Por supuesto que habrá que identificar las causas de esta entrada masiva, y aun comprendiendo que no se quiera generar (o agrandar) un conflicto diplomático con Marruecos, no se entiende que con todos los datos que sí se tienen y que son públicos, no se hayan pedido explicaciones a Marruecos de al menos por qué no actuaron sus cuerpos y fuerzas de seguridad para intentar frenar la entrada. Pero más allá de eso lo que preocupa es que más de un mes después, el gobierno de Ceuta se haya instalado en la crispación y no atienda sus responsabilidades, aunque no parece que fuera esa su primera intención. Esta situación recuerda a lo que pasó con la DANA y la llegada de Feijóo. El problema en este casto es que esté fallando también el gobierno de España, con el ministro del Interior a la cabeza, que ya sabemos que en política de migración suspende desde el primer día. A poco que se conozca la trayectoria de Grande Marlaska en el Ministerio del Interior se sabe que la protección de los derechos humanos en la migración nunca ha sido asignatura que aprobara.

Desde luego, hay que analizar el origen de esta segunda entrada masiva de personas en Ceuta, para impedir que se vuelva a repetir y con España y la Unión Europea exigiendo responsabilidades a Marruecos (por activa, lo que presupone acciones judiciales de otra naturaleza que aún no se han planteado) o por pasiva, lo que de entrada debería llevar a dejar de subvencionar a Marruecos como gendarme protector de la frontera sur de la UE. Entiendo que poner el foco en este punto es importante, pero no para responsabilizar al gobierno de España como pretenden PP y Vox, sino para afrontar una brecha de seguridad importante que no es solo española, sino europea.

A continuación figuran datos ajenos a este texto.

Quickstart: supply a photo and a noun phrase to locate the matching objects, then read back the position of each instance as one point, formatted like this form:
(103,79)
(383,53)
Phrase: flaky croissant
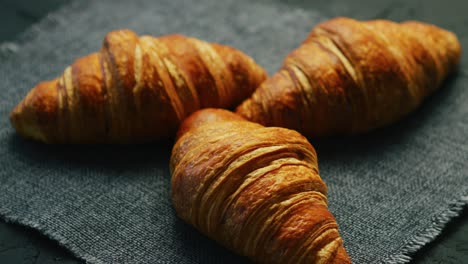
(135,89)
(254,189)
(350,77)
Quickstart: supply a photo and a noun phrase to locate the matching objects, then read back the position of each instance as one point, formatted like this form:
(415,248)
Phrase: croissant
(350,77)
(254,189)
(135,89)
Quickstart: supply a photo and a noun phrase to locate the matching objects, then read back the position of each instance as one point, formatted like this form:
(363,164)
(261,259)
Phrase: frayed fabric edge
(438,224)
(60,240)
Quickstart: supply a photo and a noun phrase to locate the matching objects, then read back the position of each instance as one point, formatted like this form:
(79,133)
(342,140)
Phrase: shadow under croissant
(198,248)
(100,157)
(377,141)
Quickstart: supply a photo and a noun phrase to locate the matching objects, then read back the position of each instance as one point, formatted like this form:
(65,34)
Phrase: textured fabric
(391,190)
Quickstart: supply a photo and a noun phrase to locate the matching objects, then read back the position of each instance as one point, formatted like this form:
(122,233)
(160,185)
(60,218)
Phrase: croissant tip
(203,116)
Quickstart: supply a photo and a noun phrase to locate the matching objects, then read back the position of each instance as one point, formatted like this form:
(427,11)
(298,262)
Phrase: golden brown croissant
(350,77)
(135,89)
(254,189)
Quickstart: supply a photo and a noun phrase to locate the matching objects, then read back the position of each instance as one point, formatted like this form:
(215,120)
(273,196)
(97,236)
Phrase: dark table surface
(22,245)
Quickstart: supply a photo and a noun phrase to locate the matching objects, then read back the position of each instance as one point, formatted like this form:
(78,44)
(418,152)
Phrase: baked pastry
(352,76)
(254,189)
(135,89)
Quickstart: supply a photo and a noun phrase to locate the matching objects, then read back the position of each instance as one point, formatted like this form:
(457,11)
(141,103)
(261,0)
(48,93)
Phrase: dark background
(21,245)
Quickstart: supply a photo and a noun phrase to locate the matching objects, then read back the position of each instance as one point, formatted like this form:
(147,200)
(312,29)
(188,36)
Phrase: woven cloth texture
(392,190)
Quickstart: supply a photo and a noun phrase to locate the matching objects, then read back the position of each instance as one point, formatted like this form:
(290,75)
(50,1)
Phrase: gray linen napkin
(392,190)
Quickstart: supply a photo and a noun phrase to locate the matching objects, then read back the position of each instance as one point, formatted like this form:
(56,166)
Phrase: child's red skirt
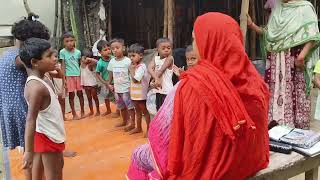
(43,144)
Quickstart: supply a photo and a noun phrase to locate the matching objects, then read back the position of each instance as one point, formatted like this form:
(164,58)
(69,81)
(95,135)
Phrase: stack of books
(285,139)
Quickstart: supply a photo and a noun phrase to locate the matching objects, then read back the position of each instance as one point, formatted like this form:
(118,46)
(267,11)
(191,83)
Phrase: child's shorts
(123,100)
(74,83)
(42,144)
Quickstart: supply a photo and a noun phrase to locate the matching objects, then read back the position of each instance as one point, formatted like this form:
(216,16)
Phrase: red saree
(219,127)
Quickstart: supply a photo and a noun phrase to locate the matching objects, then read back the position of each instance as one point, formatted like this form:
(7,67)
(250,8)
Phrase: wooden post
(170,19)
(243,19)
(165,18)
(109,20)
(55,27)
(26,6)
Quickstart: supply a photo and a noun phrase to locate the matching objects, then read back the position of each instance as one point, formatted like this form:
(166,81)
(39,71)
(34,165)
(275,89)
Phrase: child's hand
(132,67)
(27,160)
(111,88)
(157,83)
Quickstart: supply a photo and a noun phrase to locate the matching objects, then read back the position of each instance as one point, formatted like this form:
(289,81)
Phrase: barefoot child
(44,133)
(89,81)
(192,60)
(161,70)
(70,57)
(119,68)
(103,74)
(139,86)
(317,84)
(56,78)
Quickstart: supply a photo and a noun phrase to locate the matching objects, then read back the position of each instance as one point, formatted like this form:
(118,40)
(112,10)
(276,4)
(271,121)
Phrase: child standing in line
(161,70)
(44,133)
(70,57)
(89,81)
(317,84)
(103,74)
(56,77)
(119,72)
(192,60)
(139,86)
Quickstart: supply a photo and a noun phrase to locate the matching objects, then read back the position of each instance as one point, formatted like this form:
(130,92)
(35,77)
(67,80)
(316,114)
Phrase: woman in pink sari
(213,124)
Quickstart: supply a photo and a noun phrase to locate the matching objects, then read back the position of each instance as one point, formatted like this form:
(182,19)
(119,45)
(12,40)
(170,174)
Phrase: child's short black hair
(136,48)
(87,53)
(119,40)
(28,28)
(33,48)
(189,48)
(102,44)
(163,40)
(67,35)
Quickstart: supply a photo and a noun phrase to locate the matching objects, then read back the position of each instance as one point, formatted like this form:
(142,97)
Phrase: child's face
(47,62)
(69,43)
(165,49)
(135,57)
(192,58)
(105,52)
(117,49)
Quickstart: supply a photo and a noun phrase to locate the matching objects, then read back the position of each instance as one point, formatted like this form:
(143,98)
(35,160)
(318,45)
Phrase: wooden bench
(283,166)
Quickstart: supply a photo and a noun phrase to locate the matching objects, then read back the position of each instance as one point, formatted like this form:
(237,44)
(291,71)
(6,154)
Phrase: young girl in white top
(88,80)
(139,86)
(161,70)
(44,132)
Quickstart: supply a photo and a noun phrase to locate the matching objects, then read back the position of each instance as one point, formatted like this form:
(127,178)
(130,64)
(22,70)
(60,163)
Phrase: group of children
(124,80)
(127,81)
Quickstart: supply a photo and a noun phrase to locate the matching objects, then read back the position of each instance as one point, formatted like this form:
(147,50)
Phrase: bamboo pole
(243,19)
(55,27)
(165,18)
(170,19)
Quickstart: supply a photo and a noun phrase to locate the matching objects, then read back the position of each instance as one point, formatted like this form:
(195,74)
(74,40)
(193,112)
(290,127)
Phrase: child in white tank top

Pero más allá de todo, lo que no podemos tolerar es que se utilice a las personas vulnerables como munición. Y entiendo que a día de hoy, no solo España, sino toda la Unión Europea debería estar haciendo frente a la situación que se está viviendo en Ceuta para gestionar una crisis humanitaria muy importante y que necesita respuestas desde los parámetros legales que todos conocemos (o deberíamos conocer). Se necesita diligencia y sensibilidad para gestionar una crisis así. Hasta ahora ni Ceuta ni el Gobierno de la nación han estado a la altura. Hay que centrarse en eso. En pedir que a estas personas se las identifique lo más rápido posible y si es que según nuestra normativa procede la devolución se las devuelva, pero si no es así, se les proporcione toda la atención que precisen.

Capítulo aparte merecen los menores. Ya tuvimos una sentencia del TS que condenó a las autoridades que intervinieron en procedimientos irregulares de expulsión. Se debería haber aprendido y sobre todo, debería apelarse al respeto de los derechos de los niños, que en un clima tan crispado ya ni se hace referencia a ello. Qué pena que ante una situación de tanta gravedad ninguna de las autoridades que deben gestionarla estén estando a la altura.